4 Tips to Ensure Your Retail Site is Optimized For 2021's ‘Intelligent Store’

One of the greatest lessons we learned from 2020 was that the COVID-19 lockdown changed the way we live and how we shop. Throughout 2020, the move to digital shopping has accelerated and expanded into categories such as groceries, sporting goods and home improvement.
Consumers under lockdown spent more time online, researching and shopping. While e-commerce revenues surged overall, economic uncertainty is shifting demand to essentials, typically lower-margin products and categories.
The increase in e-commerce activity created a demand for hyper-personalized digital shopping experiences driven by AI technologies. As these technologies gained a stronger hold, they will shape how we can reinvent retail stores in 2021.
One concept that came to light in 2020 we can expect to continue over the next 12 months is that of the “intelligent store.” According to Gartner’s Emerging Technologies and Trends Impact Radar: Artificial Intelligence in Retail report, the COVID-19 pandemic has altered consumer behavior, shopping and purchase patterns, exposing fundamental weaknesses in retailers’ business processes and technology infrastructure. The convergence of emerging AI technologies with IoT and 5G will enable the “intelligent store” to play a compelling and differentiating role in unified commerce.
However, the report also states that emerging AI technologies (e.g., edge AI, smart robots, machine learning, cloud AI developer services, and AI business and technology services) will fail to deliver significant improvements to retail processes unless retailers come to grips with legacy processes, talent gaps and non-collaborative cultures.
To create an intelligent store, retailers should prioritize AI technologies and algorithmic techniques based on their retail ecosystem and roadmap. For short-term (within a year) AI planning, use machine learning, and AI business and technology services. To overcome barriers to adoption, the retailer should use a modular approach to incorporate AI capabilities, focusing on selective use cases and processes. Such an approach will allow one to demonstrate value in a line of business before rolling out across the retail ecosystem.
Increasing spend on AI technologies, or hyper-personalization, to provide a superior online shopping experience is a good investment as e-commerce surged in 2020 and will most likely continue to grow in 2021. A recent Researchscape International study found that marketers overwhelmingly agree (99%) that personalization helps advance customer relationships, with 78% claiming it has a “strong” or “extremely strong” impact.
And 92% state that their customers and prospects expect a personalized experience (up from 85% last year). When asked what drives personalization within their organizations, marketers cite delivering better customer experiences (89%), increasing loyalty (61%) and generating measurable lift/ROI (59%) as top motivating factors.
E-commerce will no doubt continue to shift to a greater demand for hyper-personalized experiences, which includes providing the shopper with an omnichannel experience.

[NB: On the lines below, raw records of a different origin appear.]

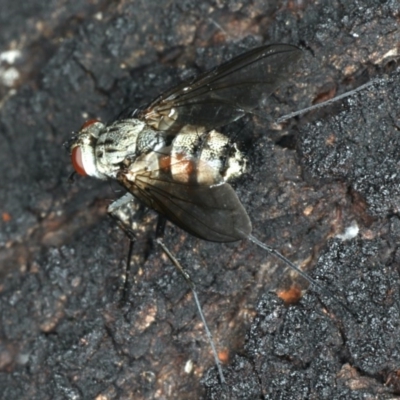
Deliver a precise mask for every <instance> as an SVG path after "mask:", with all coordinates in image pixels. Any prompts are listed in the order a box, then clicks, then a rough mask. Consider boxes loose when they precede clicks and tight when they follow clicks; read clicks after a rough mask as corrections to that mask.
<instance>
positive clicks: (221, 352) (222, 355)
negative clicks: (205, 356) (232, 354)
mask: <svg viewBox="0 0 400 400" xmlns="http://www.w3.org/2000/svg"><path fill="white" fill-rule="evenodd" d="M218 358H219V361H221V363H222V364H227V363H228V361H229V351H228V349H224V350H220V351H219V352H218Z"/></svg>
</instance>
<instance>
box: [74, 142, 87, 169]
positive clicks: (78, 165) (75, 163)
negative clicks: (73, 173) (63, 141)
mask: <svg viewBox="0 0 400 400" xmlns="http://www.w3.org/2000/svg"><path fill="white" fill-rule="evenodd" d="M71 160H72V165H73V167H74V170H75V171H76V172H77V173H78V174H79V175H82V176H86V175H87V173H86V171H85V167H84V166H83V159H82V150H81V148H80V147H79V146H76V147H74V148H73V149H72V153H71Z"/></svg>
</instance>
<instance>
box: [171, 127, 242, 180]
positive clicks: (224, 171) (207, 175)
mask: <svg viewBox="0 0 400 400" xmlns="http://www.w3.org/2000/svg"><path fill="white" fill-rule="evenodd" d="M170 162H171V165H170V170H171V175H172V178H173V179H174V180H176V181H179V182H182V183H190V182H193V183H198V184H204V185H207V184H208V185H213V184H217V183H220V182H222V181H229V180H230V179H233V178H236V177H238V176H240V175H241V174H243V172H244V171H245V168H246V161H245V158H244V156H243V154H242V153H241V152H240V151H239V150H238V148H237V146H236V144H233V143H232V142H231V141H230V140H229V139H228V138H227V137H226V136H224V135H222V134H221V133H219V132H217V131H216V130H212V131H209V132H207V133H202V134H199V133H197V132H195V131H194V132H191V133H183V134H182V133H181V134H178V135H177V136H176V137H175V139H174V140H173V142H172V149H171V158H170Z"/></svg>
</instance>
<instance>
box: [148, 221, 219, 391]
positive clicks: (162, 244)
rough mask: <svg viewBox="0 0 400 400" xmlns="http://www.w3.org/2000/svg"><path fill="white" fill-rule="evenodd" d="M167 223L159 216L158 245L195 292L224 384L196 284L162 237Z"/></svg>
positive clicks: (207, 332)
mask: <svg viewBox="0 0 400 400" xmlns="http://www.w3.org/2000/svg"><path fill="white" fill-rule="evenodd" d="M165 223H166V220H165V218H164V217H162V216H159V218H158V223H157V229H156V237H157V239H156V241H157V243H158V245H159V246H160V247H161V248H162V250H163V251H164V253H165V254H166V255H167V257H168V258H169V259H170V261H171V262H172V264H174V266H175V268H176V269H177V270H178V272H179V273H180V274H181V275H182V276H183V278H184V279H185V281H186V283H187V284H188V285H189V287H190V289H191V291H192V293H193V298H194V302H195V304H196V307H197V310H198V312H199V315H200V318H201V321H202V322H203V326H204V330H205V332H206V335H207V339H208V341H209V343H210V346H211V350H212V352H213V356H214V360H215V365H216V367H217V370H218V374H219V378H220V381H221V383H222V384H225V382H226V381H225V378H224V374H223V372H222V367H221V362H220V360H219V358H218V353H217V349H216V347H215V344H214V339H213V337H212V335H211V331H210V329H209V328H208V325H207V321H206V318H205V316H204V313H203V309H202V308H201V304H200V300H199V298H198V296H197V291H196V286H195V284H194V282H193V281H192V278H191V277H190V275H189V273H188V272H187V271H186V269H185V268H183V266H182V264H181V263H180V262H179V261H178V259H177V258H176V257H175V256H174V255H173V254H172V253H171V251H170V250H169V249H168V247H167V246H166V245H165V243H164V241H163V239H162V236H163V233H164V228H165Z"/></svg>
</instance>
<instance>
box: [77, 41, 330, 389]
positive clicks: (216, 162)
mask: <svg viewBox="0 0 400 400" xmlns="http://www.w3.org/2000/svg"><path fill="white" fill-rule="evenodd" d="M301 55H302V52H301V50H300V49H299V48H297V47H295V46H292V45H287V44H275V45H265V46H261V47H258V48H255V49H253V50H250V51H248V52H246V53H244V54H242V55H239V56H238V57H236V58H233V59H232V60H230V61H228V62H226V63H224V64H222V65H220V66H218V67H216V68H215V69H213V70H211V71H209V72H206V73H204V74H202V75H200V76H198V77H197V78H195V79H193V80H192V81H189V82H185V83H182V84H180V85H178V86H176V87H175V88H173V89H171V90H169V91H167V92H165V93H163V94H162V95H161V96H159V97H158V98H157V99H155V100H154V101H153V102H151V103H150V104H149V105H148V106H147V107H144V108H143V109H139V110H134V111H127V112H124V113H123V114H122V115H121V116H120V117H119V118H118V119H117V120H115V121H114V122H112V123H110V124H107V125H106V124H103V123H102V122H100V121H98V120H89V121H87V122H86V123H85V124H84V125H83V126H82V128H81V130H80V131H79V132H78V134H77V135H76V136H74V137H73V138H72V140H71V145H70V150H71V157H72V164H73V166H74V169H75V171H76V172H77V173H78V174H80V175H88V176H92V177H95V178H98V179H103V180H106V179H115V180H117V181H118V182H119V183H120V184H121V185H122V186H123V187H124V188H125V189H126V190H127V194H125V195H124V196H123V197H121V198H120V199H118V200H116V201H114V202H113V203H112V204H111V205H110V206H109V208H108V212H109V214H110V215H111V216H113V217H114V218H116V219H117V221H118V223H119V225H120V226H121V227H122V228H123V229H124V230H125V232H126V233H127V234H128V236H129V237H130V238H131V239H132V238H133V236H134V234H133V228H132V226H133V221H134V215H135V212H136V210H137V209H138V202H139V203H141V204H143V205H145V206H146V207H148V208H151V209H153V210H155V211H157V213H158V214H159V215H160V216H162V217H165V218H166V219H167V220H169V221H170V222H172V223H173V224H175V225H177V226H178V227H180V228H181V229H183V230H185V231H186V232H188V233H190V234H191V235H193V236H196V237H198V238H200V239H204V240H209V241H213V242H235V241H238V240H243V239H249V240H250V241H252V242H253V243H254V244H256V245H257V246H259V247H261V248H263V249H264V250H266V251H268V252H269V253H272V254H274V255H275V256H276V257H278V258H280V259H281V260H283V261H284V262H286V263H287V264H289V265H290V267H291V268H293V269H295V270H296V271H297V272H298V273H299V274H301V275H302V276H303V277H305V278H306V279H307V280H308V281H310V282H311V283H312V284H313V285H314V286H317V287H318V288H319V290H321V291H323V292H325V293H329V292H328V291H327V290H326V289H323V288H321V287H319V286H318V285H317V284H316V283H315V282H313V281H312V280H311V278H309V277H308V276H307V275H306V274H304V273H303V272H302V271H301V270H299V269H298V268H297V267H296V266H295V265H293V263H291V262H290V261H289V260H287V259H286V258H285V257H284V256H282V255H281V254H280V253H279V252H277V251H276V250H274V249H272V248H270V247H269V246H267V245H265V244H264V243H262V242H260V241H259V240H258V239H256V238H255V237H254V236H252V235H251V232H252V225H251V221H250V218H249V216H248V214H247V212H246V210H245V208H244V207H243V205H242V203H241V202H240V200H239V198H238V196H237V195H236V193H235V191H234V190H233V188H232V186H231V185H230V183H229V182H231V181H232V180H233V179H235V178H237V177H239V176H241V175H242V174H243V173H244V172H245V170H246V163H247V160H246V158H245V157H244V155H243V154H242V153H241V151H240V150H239V148H238V146H237V145H236V144H235V143H233V142H232V141H231V140H230V139H229V138H228V137H227V136H225V135H223V134H222V133H220V132H218V130H217V129H218V128H219V127H221V126H224V125H227V124H229V123H231V122H233V121H235V120H237V119H239V118H241V117H242V116H244V115H245V114H248V113H252V112H254V110H256V109H258V108H260V107H261V105H262V103H263V101H264V100H265V99H266V98H267V97H268V96H269V95H270V94H272V93H273V92H274V91H275V90H276V89H277V87H278V86H279V85H280V84H281V83H282V82H283V81H284V80H285V79H286V78H287V77H288V76H289V75H290V74H291V72H292V71H293V70H294V69H295V68H296V65H297V63H298V61H299V59H300V58H301ZM157 242H158V243H159V244H160V246H161V247H162V249H163V251H164V252H165V253H166V254H167V255H168V257H169V258H170V260H171V261H172V262H173V263H174V264H175V266H176V267H177V268H178V269H179V270H180V271H181V273H182V274H183V276H184V277H185V279H186V280H187V281H188V283H189V285H190V287H191V289H192V291H193V293H194V298H195V301H196V304H197V306H198V309H199V312H200V315H201V318H202V320H203V323H204V326H205V329H206V332H207V335H208V336H209V340H210V343H211V346H212V349H213V352H214V357H215V360H216V364H217V367H218V371H219V375H220V379H221V381H222V382H224V377H223V373H222V369H221V366H220V363H219V360H218V357H217V354H216V350H215V347H214V343H213V341H212V338H211V334H210V332H209V330H208V328H207V324H206V322H205V319H204V316H203V313H202V311H201V307H200V303H199V302H198V299H197V294H196V291H195V288H194V284H193V282H192V281H191V279H190V277H189V275H188V274H187V273H186V271H185V270H184V269H183V268H182V267H181V265H180V264H179V262H178V261H177V260H176V258H175V257H174V256H173V255H172V253H171V252H170V251H169V250H168V249H167V248H166V246H165V244H164V242H163V241H162V239H161V238H160V237H159V238H158V239H157Z"/></svg>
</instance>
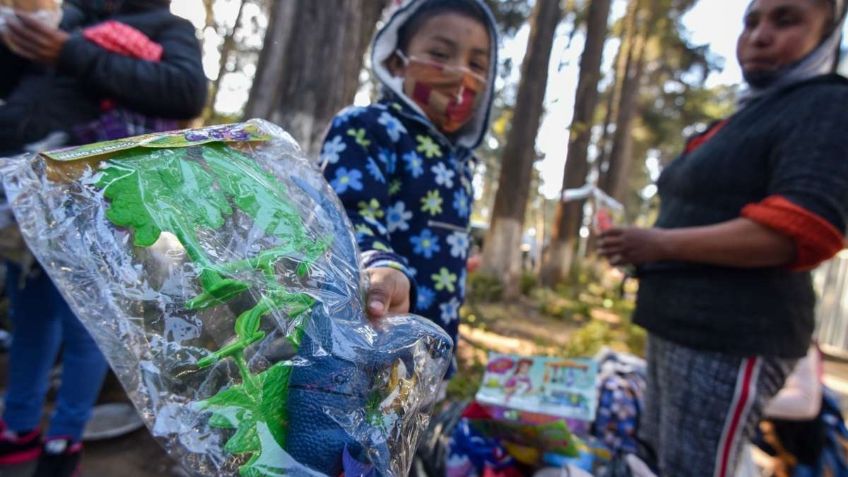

Here are some tips to ensure that your site is optimized for personalization to increase sales and customer loyalty.
1. You have to provide an engaging, in-the-moment, 1:1 shopping experience. If you are out of a product, tell them, and be able to offer an appealing, alternative product instantly. If you can let them know when the product they seek will be available again, so much the better.
2. Ensure you are offering products and services that contextually relate to the consumer’s needs, incorporating factors such as relative geo-location, events and weather. Who are they, where are they, and when are they shopping must be factored in instantly.
Let’s say a consumer residing in Miami is price-conscious, and it’s March. A retailer would offer warm-weather clothing displayed from low-price to high. But if the consumer travels to Denver in that same month and browses the site, the retailer should offer the consumer cold-weather gear instead that is readily available in inventory so it can be shipped right away.
3. Follow consumers across all channels and provide the most updated information so you can stay engaged and relevant. Multiple devices are still in use even though we’re staying home. People may start browsing for an item using their laptops during the day and move to a tablet and/or mobile phone in the evening to finish their purchase. It’s our job to follow them from device to device to ensure a seamless shopping experience.
4. Scale your personalization efforts. Consumers can detect when they receive mass personalized engagement such as those based on pre-defined, static segments. Retailers need to recognize that consumers have become much more digitally savvy and want to be understood and engaged in a more personable way that respects their needs, likes and preferences.
However, creating and maintaining a large number of static segments is not scalable. Scaling requires AI to create dynamic segments based on triggered activities, consumer demographics, historical and in-the-moment behavior. Dynamic segments are critical to providing a timely, relevant and helpful experience that your consumers value.
Retailers who invest in AI technologies that create superior online shopping experiences while focusing on leveraging technologies to create intelligent stores will reap the rewards. Those who don’t will struggle as digital transactions become the core of the consumer’s shopping habits across many industries.
Debjani Deb is co-founder and CEO of ZineOne, a provider of AI-powered personalization platform. She leads the execution of ZineOne’s vision and is responsible for the overall company performance. Previously, she was the co-founder of EmPower which was sold to Genpact and the Worldwide CSO at GCI, a WPP company. She has also worked at Booz Allen Hamilton, ONI systems, Mayan Networks and AT&T Bell Labs.